As you may have noticed, there will be an election for President of the United States in 2016. What you may not be paying as much attention to, however, is that the next president may get to appoint a justice of the United States Supreme Court.
Supreme Court justices serve lifetime terms. Occasionally a justice will resign or retire, but often only death creates a vacancy on the Court.
Of the nine members of the current Court, four of the justices are older than 75. The president elected in 2016, therefore, may very well have the opportunity to appoint one or more of the justices.
Whenever vacancies have occurred on the Court in the past there has often been discussion about the legal views of potential nominees concerning issues that one constituency or another in the country holds dear. This creates a “litmus test” for candidates for appointment. Discussion has often centered on how a nominee would vote on issues before the Court on say, abortion or other issues.
A president or a candidate for president may also express concern that justices be “strict constructionists,” adhering to the philosophy of the founding fathers. “Strict construction,” however, are words of art, something that can mean many different things to many different people. “Strict construction” can also be interpreted as a kind of code talking or dog whistling, sending a message to certain voting constituencies.
Generally candidates for president try to be vague about their preferences as to what they will look for in potential nominees for Supreme Court. Or they may revert to generalities such as “strict constructionist.”
The Supreme Court’s 2010 decision in the Citizens United case opened up the floor gates of money in federal elections, leading to basically unlimited donations, the creation of SuperPAC’s, and the over-the-top multimillion dollar donations of the superrich. Such activities have resulted in a form of arms race for cash.
Enter Hillary Clinton. Mrs. Clinton had vowed to apply a litmus test of sorts for potential Supreme Court nominees. She reportedly indicated recently to some financial supporters that she would look for Court candidates who might rule in favor of overturning the Citizens United decision.
Now no nominee for the Supreme Court could or would ever at a confirmation hearing state how they would vote on a particular issue that would come before the Court. But senators sifting through a nominee’s resume and life’s work could likely make an educated guess about how a justice might vote.
This is not to say that personal history is a totally accurate predictor of potential Court decisions.

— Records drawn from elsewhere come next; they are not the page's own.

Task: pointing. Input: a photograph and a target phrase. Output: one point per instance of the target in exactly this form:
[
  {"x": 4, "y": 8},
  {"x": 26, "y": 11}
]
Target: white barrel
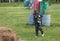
[
  {"x": 46, "y": 20},
  {"x": 31, "y": 21}
]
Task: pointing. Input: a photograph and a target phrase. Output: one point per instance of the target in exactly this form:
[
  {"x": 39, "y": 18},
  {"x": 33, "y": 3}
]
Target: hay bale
[{"x": 7, "y": 34}]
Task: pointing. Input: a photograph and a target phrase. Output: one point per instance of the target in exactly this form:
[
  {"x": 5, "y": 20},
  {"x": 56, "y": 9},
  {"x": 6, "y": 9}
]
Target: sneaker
[
  {"x": 36, "y": 36},
  {"x": 42, "y": 35}
]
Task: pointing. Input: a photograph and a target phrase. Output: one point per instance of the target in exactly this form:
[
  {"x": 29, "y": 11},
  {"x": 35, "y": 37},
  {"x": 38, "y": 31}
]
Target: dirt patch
[{"x": 7, "y": 34}]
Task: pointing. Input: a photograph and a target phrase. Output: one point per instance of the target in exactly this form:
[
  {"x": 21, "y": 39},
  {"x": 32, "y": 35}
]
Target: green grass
[{"x": 16, "y": 18}]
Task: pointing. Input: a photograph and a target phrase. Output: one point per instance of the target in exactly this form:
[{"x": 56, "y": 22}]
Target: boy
[{"x": 37, "y": 22}]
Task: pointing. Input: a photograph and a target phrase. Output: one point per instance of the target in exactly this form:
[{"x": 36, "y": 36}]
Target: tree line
[{"x": 11, "y": 0}]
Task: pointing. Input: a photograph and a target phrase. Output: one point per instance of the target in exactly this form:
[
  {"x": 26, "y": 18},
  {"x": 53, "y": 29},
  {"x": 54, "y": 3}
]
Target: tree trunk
[{"x": 9, "y": 1}]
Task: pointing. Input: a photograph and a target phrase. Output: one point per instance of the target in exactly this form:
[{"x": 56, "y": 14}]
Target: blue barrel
[
  {"x": 31, "y": 21},
  {"x": 46, "y": 20}
]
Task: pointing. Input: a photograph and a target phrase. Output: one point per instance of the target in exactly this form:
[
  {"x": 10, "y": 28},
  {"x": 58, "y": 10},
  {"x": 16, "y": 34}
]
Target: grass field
[{"x": 17, "y": 17}]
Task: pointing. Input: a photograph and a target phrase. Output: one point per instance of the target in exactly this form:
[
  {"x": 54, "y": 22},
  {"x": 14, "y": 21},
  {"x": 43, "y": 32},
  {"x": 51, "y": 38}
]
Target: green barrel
[
  {"x": 26, "y": 3},
  {"x": 43, "y": 7}
]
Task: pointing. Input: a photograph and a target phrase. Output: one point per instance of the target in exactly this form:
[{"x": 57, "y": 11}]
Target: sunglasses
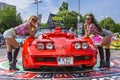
[{"x": 87, "y": 18}]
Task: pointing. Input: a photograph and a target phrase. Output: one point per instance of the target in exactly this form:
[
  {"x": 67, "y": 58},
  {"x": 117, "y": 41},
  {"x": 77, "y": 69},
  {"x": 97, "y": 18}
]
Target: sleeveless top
[
  {"x": 92, "y": 29},
  {"x": 21, "y": 29}
]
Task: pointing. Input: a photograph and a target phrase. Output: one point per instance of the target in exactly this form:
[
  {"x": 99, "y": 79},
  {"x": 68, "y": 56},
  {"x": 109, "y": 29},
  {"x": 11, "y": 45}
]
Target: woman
[
  {"x": 26, "y": 28},
  {"x": 91, "y": 27}
]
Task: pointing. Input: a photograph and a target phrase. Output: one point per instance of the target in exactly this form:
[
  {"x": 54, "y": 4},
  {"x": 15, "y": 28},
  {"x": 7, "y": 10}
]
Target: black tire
[{"x": 88, "y": 67}]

Earl Warren, for example, when appointed Chief Justice of the Court in the early 1950’s was expected to be a conservative judge. He turned out to be one of the more liberal justices in recent memory.
The irony of Mrs. Clinton’s position on court nominees and their views on restricting campaign spending is that her current campaign for president is being aided by a couple SuperPAC’s whose very existence is made possible by the Citizens United decision. Dana Milbank of the Washington Post this week discussed what he described as Mrs. Clinton’s “awkward – and often hypocritical – relationship with campaign-finance reform.”
Campaign funds often have more to do with election results than most other things. Things like candidates’ experience and their positions on issues. Most people who look at the amounts of money donated to campaigns recognize the overbearing reach of money. That is particularly true among the billionaires and millionaires sending seven and eight figure checks to the campaign affiliates of presidential candidates. They obviously see some benefits in doing so.
So maybe having a discussion in the 2016 presidential campaign about a Citizens United decision litmus test will be a discussion worth having, whether or not Hillary Clinton is right about the need for such a test.